1. Zakat emas dan perak

Zakat emas, perak dan logam mulia wajib dikeluarkan zakatnya jika sudah mencapai ukuran dan nisabnya. Zakat Nisab 85 gram. Sedangkan perak 595 gram. Tarif Zakat yang dibayarkan adalah 2,5% dengan rumus sebagai berikut:

Zakat emas dan perak = 2,5% x jumlah emas/perak yang dimiliki selama setahun

2. Perdagangan Zakat

Zakat komersial adalah zakat yang dibayarkan pada properti komersial yang dijual dengan tujuan untuk mendapatkan keuntungan.

Baca Juga :  Khasiat Buah Pisang Bagi Kesehatan, Banyak Mengandung Vitamin

Aset bisnis dihitung dari nilai aset lancar dikurangi hutang jangka pendek yang jatuh tempo hanya dalam satu tahun. Selisihnya dari perhitungan yaitu jika sudah mencapai kuorum harus dikeluarkan zakatnya.

Sedangkan nilai zakat perdagangan adalah 85 gram emas. Zakat adalah 2,5% dan untuk satu tahun atau sekaligus. Rumusnya adalah sebagai berikut:

Zakat Dagang = 2,5% x (Aktiva Lancar – Utang Jangka Pendek)

3. Zakat Perusahaan

Para ulama membandingkan zakat perusahaan, yaitu zakat perdagangan. Dengan demikian, nisab zakat perusahaan sama dengan zakat perdagangan, yaitu 85 gram emas.
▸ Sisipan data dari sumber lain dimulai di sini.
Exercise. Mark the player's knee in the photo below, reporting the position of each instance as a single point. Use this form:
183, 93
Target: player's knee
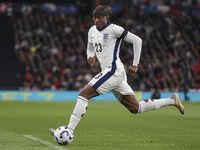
134, 110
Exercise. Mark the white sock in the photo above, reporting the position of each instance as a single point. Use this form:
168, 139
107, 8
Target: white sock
150, 104
79, 111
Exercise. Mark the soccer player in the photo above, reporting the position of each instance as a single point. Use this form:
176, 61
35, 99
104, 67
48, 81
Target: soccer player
104, 39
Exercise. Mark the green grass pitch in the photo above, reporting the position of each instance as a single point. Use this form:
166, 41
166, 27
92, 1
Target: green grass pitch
107, 125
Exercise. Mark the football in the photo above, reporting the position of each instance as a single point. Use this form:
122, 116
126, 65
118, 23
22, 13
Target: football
63, 135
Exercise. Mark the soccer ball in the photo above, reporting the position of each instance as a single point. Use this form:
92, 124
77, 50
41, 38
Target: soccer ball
63, 135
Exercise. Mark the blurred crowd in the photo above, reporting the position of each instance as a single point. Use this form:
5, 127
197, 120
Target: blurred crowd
51, 48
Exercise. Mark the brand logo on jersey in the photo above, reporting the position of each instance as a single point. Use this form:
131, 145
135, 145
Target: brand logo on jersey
105, 36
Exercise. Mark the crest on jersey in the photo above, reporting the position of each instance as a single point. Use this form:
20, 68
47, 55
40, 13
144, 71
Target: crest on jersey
105, 36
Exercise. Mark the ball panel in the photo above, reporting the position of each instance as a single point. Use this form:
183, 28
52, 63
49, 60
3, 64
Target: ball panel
63, 135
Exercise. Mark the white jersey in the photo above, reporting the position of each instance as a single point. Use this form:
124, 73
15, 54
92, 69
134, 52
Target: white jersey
106, 44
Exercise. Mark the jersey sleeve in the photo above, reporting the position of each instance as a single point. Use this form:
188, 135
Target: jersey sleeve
117, 31
90, 48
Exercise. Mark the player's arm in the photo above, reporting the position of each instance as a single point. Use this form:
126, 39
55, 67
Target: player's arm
137, 47
90, 50
90, 54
Aset perusahaan dibagi menjadi tiga, yaitu aset berupa barang, utilitas dan infrastruktur; aset yang disimpan di bank; Dan harga dalam bentuk piutang.

Ketiga harta tersebut harus zakat dikurangi utang jangka pendek yang jatuh temponya hanya satu tahun. Rumus untuk perhitungannya adalah sebagai berikut:

Zakat Perusahaan = 2,5% x (Aktiva Lancar – Utang Jangka Pendek)

4. Bagi Zakat

Zakat saham dapat dibayarkan jika keuntungan investasi yang diperoleh mencapai nisab. Nilai nisab zakat saham sama dengan zakat emas yaitu 85 gram. Tingkat zakat adalah 2,5% dan berumur satu tahun. Rumus untuk menghitungnya adalah sebagai berikut:

Zakat saham = 2,5% x jumlah kepemilikan yang dimiliki selama satu tahun

5. Zakat Penghasilan

Pendapatan atau zakat profesi berasal dari pendapatan rutin yang dilakukan setiap hari. Nisab standar adalah Rp 5.240.000 per bulan. Sedangkan persentase zakat yang dikeluarkan adalah 2,5%. Oleh karena itu, perhitungan zakat pendapatan adalah sebagai berikut:

Pendapatan Zakat = Total Pendapatan Bruto x 2,5%

  • Share

Leave a Reply

Your email address will not be published.